Tassajara Hot Springs
is the most beautiful. It has been an arm of the San Francisco Zen Center since
1966, and is a training center and monastery, but it opens its gates to
visitors in the summer. It is located off Carmel Valley Road in the mountains
at the edge of the Ventana Wilderness about four hours south of San Francisco.
The gravel road in from Carmel Valley is so steep, that four-wheel drive should
be used, but the first time I went, I drove a rental car, very slowly, taking
an hour to drive the fourteen miles!
The monastery occupies a meadow beside Tassajara creek and
the hot springs issue from different places along this creek. A Soto Zen temple
for meditation and study is central to the complex. There are several kinds of
accommodation for guests, including cabins and yurts. The oldest stone building
is used as a dining room. Pools for men and women are separate for most of the
day, except late at night. The woods around the area are typical of California,
with manzanita, laurel and madrone, though gardens and non-native trees have
been brought into the resort area. Kerosene lit the night when I was first
there, but solar power is increasingly used. I volunteered for a Zen Center
“work week,” working mostly on the lawns and in the garden, being rewarded with
delicious vegetarian meals and baked goods. Don and I have been back, to find
that a sojourn in this luscious place makes up for the difficulty in getting
there.
I went to Wilbur Hot
Springs several times in the 1980’s, where healing waters spring up in
Cache Creek, near Williams. It is also isolated, but easier to get to. When I
was there, we stayed in the hundred-year-old lodge which had been restored by
its owner, Dr. Richard Miller. He found the place derelict in 1972 and began to
offer free Esalen workshops in exchange for work on cleaning up the place. The
hot springs, which are 140-150 degrees F., have been channeled into pools which
are increasingly hotter. Clothing optional, the resort has an etiquette of
modesty and respect which benefits its reputation as a place of healing and
rejuvenation. Tasteful wooden fences screen the pools and the area is now a
nature preserve.
When I brought Don to Wilbur in 2001, to cheer him up the
first Christmas we were without Jesse, we also stayed in the lodge. Guests
bring their own food, which is stored in propane refrigerators, and cook it on
the enormous gas ranges available in the kitchen. It did revive Don’s interest
in cooking. In March 2014, the lodge at Wilbur burned and the top two floors
were lost. But Wilbur has re-opened, the ground level of the lodge has been
restored and new cabins brought to the site.
Harbin Hot Springs was
burned to the ground, along with much of Middletown, by the Valley
Fire of September 2015. All the structures were lost, but of course the springs
and pools still exist. At this time the place is closed, but, like a phoenix,
it is rising from its ashes. I made a meditation retreat at Harbin in 1998 at
Thanksgiving using Sylvia Boorstein’s book: Don’t Just Do Something, Sit
There. I was alone and not terribly comfortable, but it did work. I spent
quite a bit of time in the warm heart pool, steam rising into the cold air, and
practiced walking meditation along the paths.

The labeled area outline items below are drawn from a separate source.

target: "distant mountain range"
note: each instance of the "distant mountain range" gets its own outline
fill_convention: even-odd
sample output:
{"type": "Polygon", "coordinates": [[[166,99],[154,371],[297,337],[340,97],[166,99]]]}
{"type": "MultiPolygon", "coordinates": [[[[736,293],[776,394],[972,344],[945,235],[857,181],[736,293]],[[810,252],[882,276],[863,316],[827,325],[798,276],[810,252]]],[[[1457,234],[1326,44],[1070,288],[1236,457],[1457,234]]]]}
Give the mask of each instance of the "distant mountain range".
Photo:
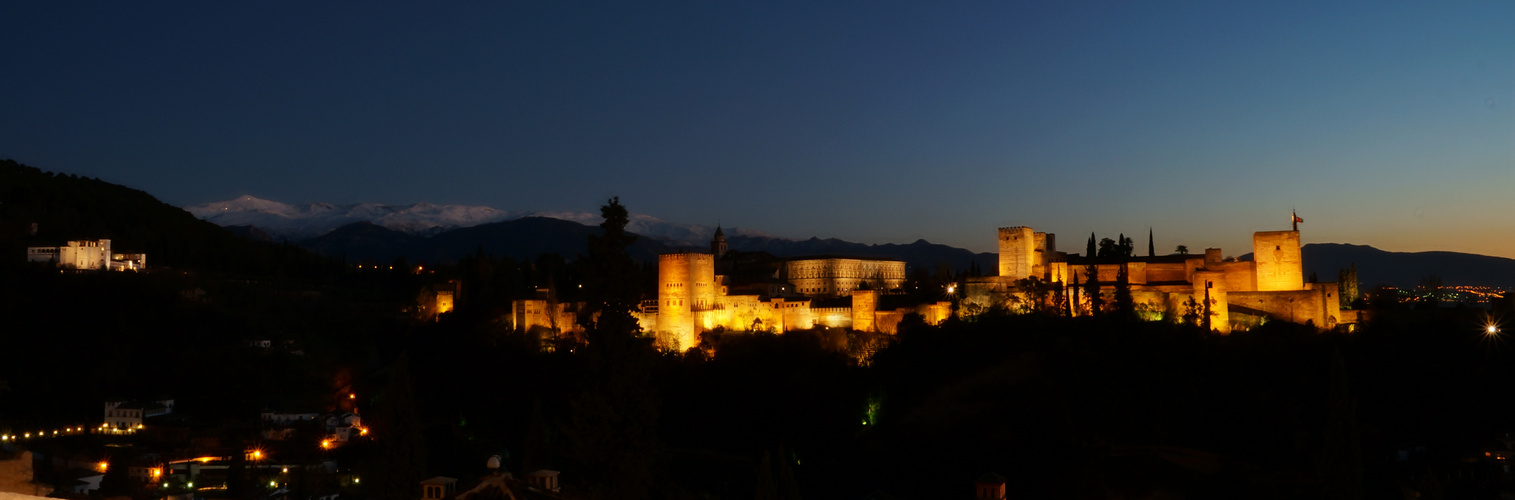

In the 1980’s, when we were most mad for hot springs, we
found several public pools in Calistoga, about an hour and a half north of San
Francisco. Our favorite for day use was Dr.
Wilkinson’s Hot Springs Resort which had a big, indoor pool. I’m not sure
whether you can still go there just for the day, however. Calistoga has hot
springs all around it, and it has become a spa town, just above of the wine
country.
These hot springs are part of the colorful geography and
history of California in which Line and Marty and their families reside. Marty
has more chance to make use of them, and more need for them, as it turns out.